Labeled cRNA was prepared by linear amplification of the Poly(A) + RNA population within the total RNA sample. Briefly, <1 µg of total RNA was reverse transcribed after priming with a DNA oligonucleotide containing the T7 RNA polymerase promoter 5ʹ to a d(T)24 sequence. Following second-strand cDNA synthesis and purification of double-stranded cDNA, in vitro transcription was performed using T7 RNA polymerase. The quantity and quality of the labeled cRNA were assayed by spectrophotometry and Agilent Bioanalyzer.

One microgram of purified cRNA was fragmented to uniform size and applied to Agilent Sheep Gene Expression Microarray, 8 × 15K (Design ID 019921, Agilent Technologies) in hybridization buffer. The arrays were hybridized at 65°C for 17 h in a shaking incubator and washed at 37°C for 1 min. Rinsed and dried arrays were scanned with an Agilent G2565 Microarray Scanner (Agilent Technologies) at 5 µm resolution. Agilent Feature Extraction software was used to process the scanned images from arrays (gridding and feature intensity extraction), and the data generated for each probe on the array was analyzed with GeneSpring GX v7.3.1 software (Agilent Technologies). Annotations are based on the Agilent eArray annotation file dated January 2010.

Pathway/Network Analysis

The probes not annotated by the Agilent eArray annotation file were annotated manually using NCBI Blast Search, Unigene, Entrez, or other databases. We then analyzed the annotated genes using Ingenuity Pathway Analysis Program (Ingenuity Systems, Redwood City, CA).

Upstream Regulator Analysis

The goal of the upstream regulator analysis was to identify the signal transduction regulators that can mimic the observed gene expression changes in the present dataset with respect to the biological activities occurring in the tissues or cell system. Upstream regulator analysis was conducted using Ingenuity Pathway Analysis software. The direction of change in the gene expression observed in the experimental samples (relative to a control) was compared for changes in gene expression observed by application of a particular upstream regulator as published in the literature. Each potential upstream regulator was analyzed by using two statistical measures: an overlap P value and an activation z-score (23,26). The overlap P value was based on significant overlap between dataset genes and known targets regulated by an upstream regulator. The activation z-score was used to infer activation states of upstream regulators based on comparison with a model that assigns random regulatory directions (http://ingenuity.force.com/ipa/servlet/fileField?id=0BE50000000PDow).

Real-Time PCR Validation

Microarray analysis results were validated by real-time PCR. We chose the top six upregulated and six downregulated genes for analysis using real-time PCR. We designed primers using the same probe sequences as those on the microarray chip with the use of Primer 3 web-based software (http://frodo.wi.mit.edu/primer3/). The primers were synthesized by Integrated DNA Technologies (Coralville, CA).
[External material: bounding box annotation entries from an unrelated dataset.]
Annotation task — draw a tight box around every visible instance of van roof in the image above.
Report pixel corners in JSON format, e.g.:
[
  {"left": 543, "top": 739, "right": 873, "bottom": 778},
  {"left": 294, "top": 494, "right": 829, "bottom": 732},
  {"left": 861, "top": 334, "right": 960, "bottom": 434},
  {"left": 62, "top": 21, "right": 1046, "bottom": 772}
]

Total RNA (1 μg per reaction) was reverse transcribed using a QuantiTect Reverse Transcriptase Kit (Qiagen, Valencia, CA). Relative expression was normalized to 18S RNA and fold-changes were calculated using the ΔΔ cycle threshold method (27). Samples were analyzed on the LightCycler 1.5 (Roche, Indianapolis, IN).

Statistics

Individual expression values across arrays were compared by normalizing raw intensity data from each gene to the 75th percentile intensity of each array. Only genes with values greater than background intensity for all samples within each group were used for further analysis. Differentially expressed genes were identified by 1.5-fold change and Welch t-test P values <0.05 between each age and vessel group. Statistical significance in the real-time PCR data was determined by one-way ANOVA and post-hoc Newman–Keuls test.

Statement of Financial Support

This work was supported by grants from National Institute of Health, Bethesda, MD (HL109199 and HL46691 to R.I.C. and HD03807 to R.G.) and a gift from the Jamie and Bobby Gates Foundation, San Francisco, CA.